Un recuerdo del pasado reabrió heridas al aire y dejó frases durísimas, silencios largos y un clima que se volvió espeso en segundos.

Verónica Ojeda y Marisa Brel, un cruce incómodo que tensó el vivo

El estudio quedó en silencio apenas entró la llamada. Verónica Ojeda pidió hablar en vivo y, sin rodeos, fue directo al punto: lo que se estaba diciendo no era verdad. Del otro lado, Marisa Brel sostenía un relato de hace casi dos décadas. La tensión se sintió enseguida.

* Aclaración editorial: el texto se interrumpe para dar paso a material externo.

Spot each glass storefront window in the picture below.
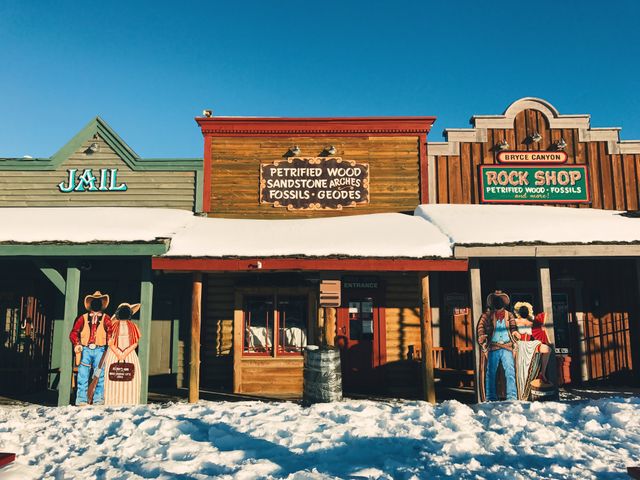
[277,296,307,353]
[243,295,308,356]
[244,296,273,355]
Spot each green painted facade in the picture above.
[0,117,204,405]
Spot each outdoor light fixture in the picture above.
[289,145,302,157]
[496,138,509,150]
[556,138,567,150]
[320,145,337,157]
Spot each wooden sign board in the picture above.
[480,165,591,203]
[320,280,342,307]
[497,151,569,165]
[342,276,380,290]
[260,157,369,210]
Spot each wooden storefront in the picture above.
[0,117,202,405]
[428,98,640,398]
[161,117,466,397]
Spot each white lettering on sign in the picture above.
[58,168,128,193]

Todo ocurrió en LAM, cuando Brel recordó una carta documento enviada por Diego Maradona en 2006, luego de una información difundida sobre su relación con Ojeda y un anuncio que, según dijo, él mismo había hecho frente a un micrófono. “Diego estaba enamorado y feliz”, afirmó. Ese recuerdo fue suficiente para que Ojeda reaccionara.

“Dice mentiras, no la creo periodista”, lanzó Verónica, visiblemente alterada. Y agregó algo que cambió el tono: pidió respeto, no solo por ella sino por el camino que tuvo que atravesar para ser madre. Habló desde un lugar personal, con bronca contenida y una incomodidad que ya no se podía disimular.

Frases cruzadas y un límite claro

Brel intentó precisar: aclaró que no había dicho que Ojeda estuviera embarazada, sino que Maradona había anunciado algo en una fiesta. La respuesta fue inmediata y cortante. “No quiero hablar con esta nefasta”, interrumpió Ojeda. La periodista retrucó, firme, y aseguró tener datos y testigos de aquel encuentro. El ida y vuelta subió de temperatura.

En ese cruce apareció un dato que terminó de ordenar el recuerdo: “Estamos hablando de 2005”, dijo Ojeda. Brel asintió y redobló su postura, señalando que toda la familia conocía esa situación. El clima ya estaba cargado.

El momento más sensible

Entonces Verónica bajó la voz y contó lo que casi no se había escuchado hasta ahí: durante el embarazo de su hijo atravesó una situación límite. “Casi lo pierdo… estuve postrada, con pérdidas”, relató. Fue un instante distinto, más íntimo, que dejó al estudio sin interrupciones.

Después llegaron los reproches personales y, finalmente, un acuerdo tácito para frenar. Brel pidió que se revisara lo dicho; Ojeda aceptó bajar un cambio. El programa siguió, pero el aire ya no era el mismo. Quedó la sensación de un pasado que, cuando vuelve, incomoda a todos.